これは、Microsoftが29日にリリースした「Windows 10」で、デフォルトブラウザが同社の「Edge」に設定されていることを問題視したもの。Windows 7/8.1でFirefoxやChromeを使っていても、Windows 10にアップグレードするとデフォルトブラウザがEdgeになってしまうという。
Webブラウザの選択の自由に関しては、MicrosoftはかつてInternet Explorer(IE)をWindowsに同梱したことが独禁法違反とみなされ、欧州委員会からたびたび制裁を受けている。
Windows 10でFirefoxやChromeを最初に起動しようとすると以下のような画面が表示される。ここで「Firefoxをデフォルトブラウザとして使う」をクリックしても、設定を完了するまでに数ステップ必要だ。

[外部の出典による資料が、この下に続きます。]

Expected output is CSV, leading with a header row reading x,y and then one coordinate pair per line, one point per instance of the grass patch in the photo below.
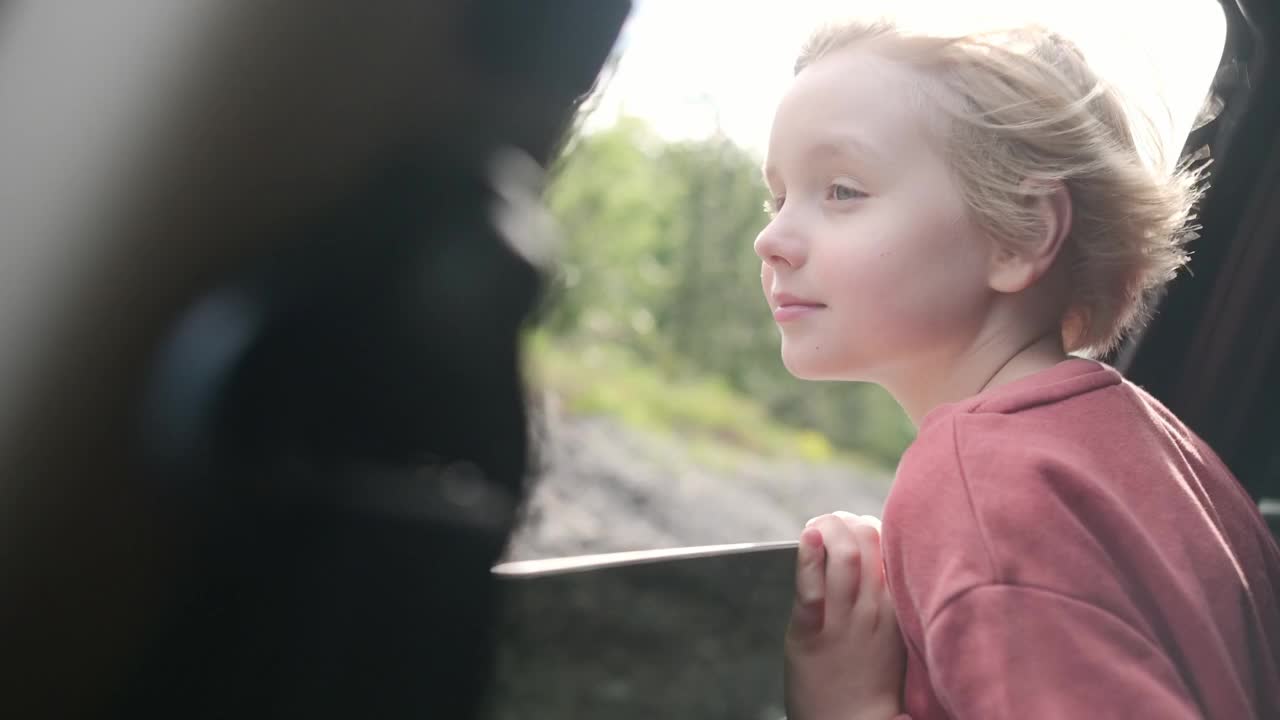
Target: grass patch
x,y
711,417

しかも、上図のボタンをクリックするとWindows設定画面が開くが、ブラウザの設定はスクロールしないと表示されず、設定を変更するにはMicrosoft Edgeのアイコンをクリックする必要があるのは、ユーザーにとって分かりにくいとMozillaは指摘する。
ベアード氏は公開書簡で、この仕様はWindowsを愛しつつブラウザは他社のものを選んでいる数百万人ものユーザーを混乱させるとし、「このビジネス戦術を再考し、仕様を分かりやすくすることでユーザーの選択の権利を尊重するよう強く要請する」と語った。